Kasus yang melibatkan seorang prajurit aktif TNI dan istri dari rekan satu satuan kembali memicu perhatian publik. Isu ini muncul setelah sebuah dokumen internal TNI beredar luas di media sosial, yang menimbulkan dugaan adanya pelanggaran disiplin dan asusila di lingkungan militer.

Dokumen tersebut berisi laporan berjenjang yang ditujukan kepada Komandan Korem 143/HO. Dalam laporan itu, disebutkan bahwa ada dugaan hubungan terlarang antara seorang prajurit dengan inisial Pratu RH dan seorang perempuan bernama HP, yang diketahui merupakan istri dari rekan satu satuan di Yonif 725/Woroagi, Sulawesi Tenggara.

Awalnya, kasus ini mulai mencuat ketika suami dari HP, Serka MFB, menemukan komunikasi mencurigakan di ponsel istrinya pada 21 September 2025. Dari situ, nama Pratu RH muncul sebagai pihak yang terlibat dalam kejadian tersebut.

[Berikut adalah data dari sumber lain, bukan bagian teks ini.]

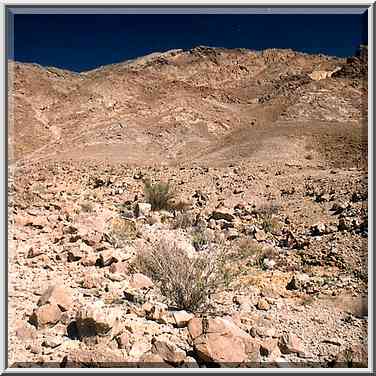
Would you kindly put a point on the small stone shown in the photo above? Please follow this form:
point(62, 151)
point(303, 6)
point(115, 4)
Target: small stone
point(143, 209)
point(26, 332)
point(119, 268)
point(153, 360)
point(182, 318)
point(290, 343)
point(52, 341)
point(262, 304)
point(74, 255)
point(168, 351)
point(268, 264)
point(47, 315)
point(107, 258)
point(140, 281)
point(195, 328)
point(124, 341)
point(269, 348)
point(89, 260)
point(95, 320)
point(298, 282)
point(223, 213)
point(138, 349)
point(232, 233)
point(260, 235)
point(318, 229)
point(60, 295)
point(34, 348)
point(34, 252)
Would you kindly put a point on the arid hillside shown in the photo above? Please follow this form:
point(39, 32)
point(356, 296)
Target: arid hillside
point(202, 208)
point(203, 104)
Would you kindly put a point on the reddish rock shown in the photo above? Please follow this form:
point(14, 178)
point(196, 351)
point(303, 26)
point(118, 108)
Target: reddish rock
point(124, 341)
point(182, 318)
point(140, 281)
point(107, 257)
point(95, 320)
point(290, 343)
point(26, 332)
point(168, 351)
point(35, 251)
point(269, 347)
point(150, 360)
point(223, 342)
point(262, 304)
point(48, 314)
point(119, 268)
point(60, 295)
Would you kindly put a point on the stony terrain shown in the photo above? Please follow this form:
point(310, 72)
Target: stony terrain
point(266, 153)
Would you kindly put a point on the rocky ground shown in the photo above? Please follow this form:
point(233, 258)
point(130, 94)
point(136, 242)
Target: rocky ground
point(278, 209)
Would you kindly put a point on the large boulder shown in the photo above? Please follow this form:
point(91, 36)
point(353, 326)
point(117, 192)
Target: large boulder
point(220, 341)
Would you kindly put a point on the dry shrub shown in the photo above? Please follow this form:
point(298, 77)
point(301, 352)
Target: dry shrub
point(120, 231)
point(87, 207)
point(185, 281)
point(183, 220)
point(266, 213)
point(159, 195)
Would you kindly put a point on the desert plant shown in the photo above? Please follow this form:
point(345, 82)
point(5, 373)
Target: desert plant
point(158, 194)
point(87, 207)
point(183, 220)
point(248, 248)
point(200, 239)
point(121, 230)
point(187, 282)
point(269, 223)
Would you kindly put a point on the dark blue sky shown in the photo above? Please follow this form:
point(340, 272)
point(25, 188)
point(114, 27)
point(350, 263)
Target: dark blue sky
point(82, 42)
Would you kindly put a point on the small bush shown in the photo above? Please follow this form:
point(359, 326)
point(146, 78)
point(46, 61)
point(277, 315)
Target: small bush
point(120, 231)
point(249, 248)
point(200, 239)
point(270, 224)
point(183, 220)
point(87, 207)
point(159, 195)
point(185, 281)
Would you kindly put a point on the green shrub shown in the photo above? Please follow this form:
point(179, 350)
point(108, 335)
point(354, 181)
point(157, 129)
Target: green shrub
point(158, 195)
point(183, 220)
point(185, 281)
point(200, 239)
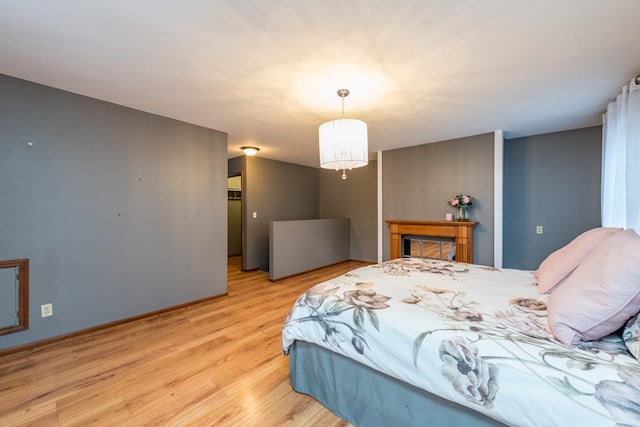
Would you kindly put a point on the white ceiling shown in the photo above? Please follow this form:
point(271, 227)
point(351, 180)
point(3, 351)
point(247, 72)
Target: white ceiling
point(266, 72)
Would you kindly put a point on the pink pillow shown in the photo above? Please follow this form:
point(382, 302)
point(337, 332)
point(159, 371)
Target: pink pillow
point(601, 294)
point(563, 261)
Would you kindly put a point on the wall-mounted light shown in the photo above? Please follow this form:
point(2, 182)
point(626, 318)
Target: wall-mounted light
point(250, 151)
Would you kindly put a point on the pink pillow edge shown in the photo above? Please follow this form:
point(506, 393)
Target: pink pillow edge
point(568, 333)
point(566, 251)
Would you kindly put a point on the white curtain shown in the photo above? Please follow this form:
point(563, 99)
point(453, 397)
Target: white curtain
point(621, 160)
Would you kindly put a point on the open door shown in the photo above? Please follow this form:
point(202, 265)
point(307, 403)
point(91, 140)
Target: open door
point(234, 216)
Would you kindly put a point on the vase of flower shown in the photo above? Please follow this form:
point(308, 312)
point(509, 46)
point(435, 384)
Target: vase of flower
point(462, 203)
point(463, 213)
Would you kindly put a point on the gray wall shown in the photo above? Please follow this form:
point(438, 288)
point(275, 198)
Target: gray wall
point(418, 181)
point(119, 211)
point(299, 246)
point(234, 230)
point(354, 198)
point(276, 191)
point(551, 180)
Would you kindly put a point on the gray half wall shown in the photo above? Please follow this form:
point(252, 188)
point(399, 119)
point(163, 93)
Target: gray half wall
point(120, 212)
point(275, 191)
point(552, 180)
point(417, 182)
point(354, 198)
point(299, 246)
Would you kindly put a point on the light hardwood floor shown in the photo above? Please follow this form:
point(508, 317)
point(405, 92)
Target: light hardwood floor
point(216, 363)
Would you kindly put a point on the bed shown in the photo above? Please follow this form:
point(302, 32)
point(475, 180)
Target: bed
point(416, 341)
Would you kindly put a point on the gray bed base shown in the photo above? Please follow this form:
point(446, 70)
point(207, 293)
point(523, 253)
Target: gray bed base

Media Sosial Memperkeruh Situasi

Setelah dokumen tersebut viral, sejumlah akun di platform X (Twitter) hingga blog anonim gencar menyebarkan narasi seputar kasus ini. Mereka menggunakan kata kunci seperti “video 8 menit”, “istri prajurit”, dan “Pratu RH” untuk menarik perhatian publik. Penyebaran masif ini membuat kasus semakin menjadi sorotan, bahkan menimbulkan spekulasi liar di kalangan warganet.

Berdasarkan laporan internal yang beredar, kedekatan keduanya disebut bermula saat terlibat dalam kegiatan tim tari gabungan pada acara serah terima jabatan komandan batalyon. Dari pertemuan itu, komunikasi berlanjut ke media sosial hingga bertukar nomor pribadi.

Laporan juga menyebut adanya beberapa kali pertemuan di hotel di wilayah Kendari pada Juli hingga September 2025, yang kemudian menjadi bukti kunci dalam penyelidikan internal.

Detasemen Polisi Militer Ambil Langkah Tegas

Setelah laporan diterima, Detasemen Polisi Militer (Denpom) XIV/3 Kendari langsung turun tangan. Pratu RH dilaporkan telah diperiksa dan menjalani penahanan sementara sejak 22 September 2025.

Sementara itu, HP atau Hilda Pricillya dikabarkan belum dapat dimintai keterangan lebih lanjut karena alasan kesehatan. Hingga kini, pihak Denpom belum mengeluarkan pernyataan resmi mengenai hasil pemeriksaan, namun sumber internal menyebut bahwa proses etik dan hukum militer akan berjalan sesuai prosedur yang berlaku.

Proses Hukum dan Etik Militer

Proses hukum dan etik militer biasanya melibatkan berbagai tahapan, mulai dari pemeriksaan awal hingga pengambilan keputusan akhir. Dalam kasus ini, pihak Denpom akan melakukan investigasi lebih lanjut untuk memastikan apakah ada pelanggaran yang nyata terjadi. Jika terbukti, maka akan ada konsekuensi sesuai aturan yang berlaku di lingkungan militer.

Selain itu, kasus ini juga menjadi peringatan bagi seluruh prajurit TNI agar lebih waspada dalam menjaga sikap dan perilaku mereka, baik di lingkungan kerja maupun di luar. Kehormatan dan martabat TNI harus tetap dijaga, terlepas dari kondisi apa pun.

Dampak pada Citra TNI

Isu ini tidak hanya memengaruhi individu yang terlibat, tetapi juga berpotensi merusak citra TNI secara keseluruhan. Walaupun demikian, langkah tegas yang diambil oleh pihak Denpom menunjukkan bahwa TNI tetap komitmen dalam menjaga disiplin dan etika di dalam tubuhnya.